Abstract

Familial Hypercholesterolemia (FH) is a monogenic disorder of low-density lipoprotein receptor (LDLR) dysfunction, resulting in pathological LDL cholesterol levels and accelerated cardiovascular disease. Many FH patients are refractory to pharmacologic therapies and require cholesterol apheresis or liver transplant. Induced pluripotent stem cells (iPSC) are a promising cell-based option for ameliorating such disorders, though clinically relevant approaches for their functional correction remain to be explored. Homozygous FH fibroblasts were used to generate iPSC (FH-iPSC) using non-integrating synthetic modified mRNAs. Pluripotence was confirmed via immunocytochemistry (OCT4, SOX2, SSEA4, TRA 1-60 & TRA 1-81), in vitro spontaneous differentiation, and in vivo teratoma formation.

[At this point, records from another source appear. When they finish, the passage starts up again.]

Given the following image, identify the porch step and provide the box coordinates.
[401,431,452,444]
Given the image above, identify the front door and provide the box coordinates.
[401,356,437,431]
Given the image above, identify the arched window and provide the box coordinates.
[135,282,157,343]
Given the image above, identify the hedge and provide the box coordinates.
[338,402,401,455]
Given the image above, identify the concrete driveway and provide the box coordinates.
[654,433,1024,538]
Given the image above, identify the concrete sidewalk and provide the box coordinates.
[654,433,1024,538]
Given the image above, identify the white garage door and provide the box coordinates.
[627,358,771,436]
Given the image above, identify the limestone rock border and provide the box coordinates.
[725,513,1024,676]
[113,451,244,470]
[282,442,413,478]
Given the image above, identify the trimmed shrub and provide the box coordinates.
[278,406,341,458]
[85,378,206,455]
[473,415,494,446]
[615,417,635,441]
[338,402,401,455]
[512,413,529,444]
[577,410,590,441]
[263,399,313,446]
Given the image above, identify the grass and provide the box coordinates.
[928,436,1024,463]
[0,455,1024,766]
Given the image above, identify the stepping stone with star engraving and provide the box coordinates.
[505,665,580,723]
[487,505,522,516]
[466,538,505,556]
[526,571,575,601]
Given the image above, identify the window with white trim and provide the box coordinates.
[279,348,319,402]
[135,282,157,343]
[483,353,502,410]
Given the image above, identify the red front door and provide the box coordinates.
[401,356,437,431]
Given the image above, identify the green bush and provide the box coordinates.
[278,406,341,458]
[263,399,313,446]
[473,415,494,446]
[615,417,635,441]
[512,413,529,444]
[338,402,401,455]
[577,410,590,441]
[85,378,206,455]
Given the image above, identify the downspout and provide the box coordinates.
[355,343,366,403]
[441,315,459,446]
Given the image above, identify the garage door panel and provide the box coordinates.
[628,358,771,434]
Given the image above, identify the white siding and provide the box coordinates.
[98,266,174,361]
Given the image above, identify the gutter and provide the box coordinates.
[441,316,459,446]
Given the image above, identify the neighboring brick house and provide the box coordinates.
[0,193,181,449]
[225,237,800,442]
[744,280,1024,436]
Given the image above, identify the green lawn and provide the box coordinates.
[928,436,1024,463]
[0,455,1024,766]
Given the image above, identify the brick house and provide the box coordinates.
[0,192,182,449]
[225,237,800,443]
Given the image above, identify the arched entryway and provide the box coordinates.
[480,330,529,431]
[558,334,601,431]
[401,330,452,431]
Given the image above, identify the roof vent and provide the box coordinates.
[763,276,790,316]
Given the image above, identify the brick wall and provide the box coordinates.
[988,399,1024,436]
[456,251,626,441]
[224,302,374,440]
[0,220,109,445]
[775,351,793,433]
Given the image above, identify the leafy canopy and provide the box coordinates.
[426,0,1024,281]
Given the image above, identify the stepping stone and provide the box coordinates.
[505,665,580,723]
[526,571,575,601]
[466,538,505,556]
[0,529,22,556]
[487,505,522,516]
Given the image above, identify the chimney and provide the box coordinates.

To mitigate LDLR dysfunction, FH-iPSC were non-virally transfected with a physiologically sensitive episomal LDLR BAC-based plasmid, circumventing cytotoxic LDLR over-expression, insertional mutagenesis, and transgene activation. Transfected colonies (FH-iPSC-LDLR) were selected via Hygromycin-B resistance. After six months of continuous culture, the plasmid was rescued by alkaline lysis, isolated, and introduced into CHO-a7 (LDLR-/-) cells. AgeI restriction digest analysis was performed and DiI-LDL uptake qualitatively demonstrated plasmid functionality. FH-iPSC were also differentiated into hepatocyte-like cells (FH-HLC) and tested for definitive endoderm (SOX17, HNF4α, GATA4) and hepatocyte lineage (AFP, Albumin) markers via PCR and immunocytochemistry. FH-HLC stored lipids and cleared Indocyanine Green. Corrected FH-HLC (FH-HLC-LDLR) qualitatively exhibited markedly increased DiI-LDL internalization compared to dysfunctional FH-HLC (Figure 1). These experiments support a proof-of-principle that patient-specific iPSC can be generated and functionally rescued with clinically relevant vectors to produce therapeutic cell lines.